Anyway, so I've tried many of the recent protocols. I was really hoping that HLS would work, because it's so simple. For example, I can use the gstreamer "hlssink" to generate the files, and basically deliver video with a one-line shell script and any webserver. But the 7 second best case latency is unacceptable. I really want 1 second or better.

I looked at MPEG-DASH: it seems equivalent to HLS. Why would I use it when all of the MPEG-DASH examples fall back on HLS?

I looked at WebRTC, but I'm too nervous the build a product around the few sample client/server code bases I can find on github. They are not fully baked, and then I'm really depending on a non-standard solution.

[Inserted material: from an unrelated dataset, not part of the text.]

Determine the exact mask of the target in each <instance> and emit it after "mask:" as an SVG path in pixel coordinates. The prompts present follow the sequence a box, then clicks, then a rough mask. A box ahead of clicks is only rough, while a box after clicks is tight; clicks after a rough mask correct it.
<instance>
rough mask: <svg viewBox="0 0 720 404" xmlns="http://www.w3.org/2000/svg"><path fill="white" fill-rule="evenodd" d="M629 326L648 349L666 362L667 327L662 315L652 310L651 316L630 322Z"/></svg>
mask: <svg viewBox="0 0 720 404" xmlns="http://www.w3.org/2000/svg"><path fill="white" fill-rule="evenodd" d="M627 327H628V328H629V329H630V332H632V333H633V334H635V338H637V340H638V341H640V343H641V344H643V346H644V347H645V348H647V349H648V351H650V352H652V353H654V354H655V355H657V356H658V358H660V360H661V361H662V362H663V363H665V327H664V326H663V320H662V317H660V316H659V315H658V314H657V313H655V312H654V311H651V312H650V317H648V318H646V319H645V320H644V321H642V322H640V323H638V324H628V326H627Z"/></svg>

I looked a Flash: but of course it's not desirable to use it these days.

So the solution that works for me happens to be the oldest: Motion JPEG, where I have to give up on using a good video compression (MPEG). I get below 1 second latency, and no coding (use ffmpeg + ffserver). Luckily Internet Explorer is dead enough that I don't have to worry about its non-support of it. It works everywhere else, including Microsoft-Edge. MJPEG is not great in that the latency can be higher if the client can't keep up. I think WebRTC is likely better here.

Conclusion: here we are in 2019 and the best low latency video delivery protocol is from the mid-90s. It's nuts. I'm open to suggestions in case I've missed anything.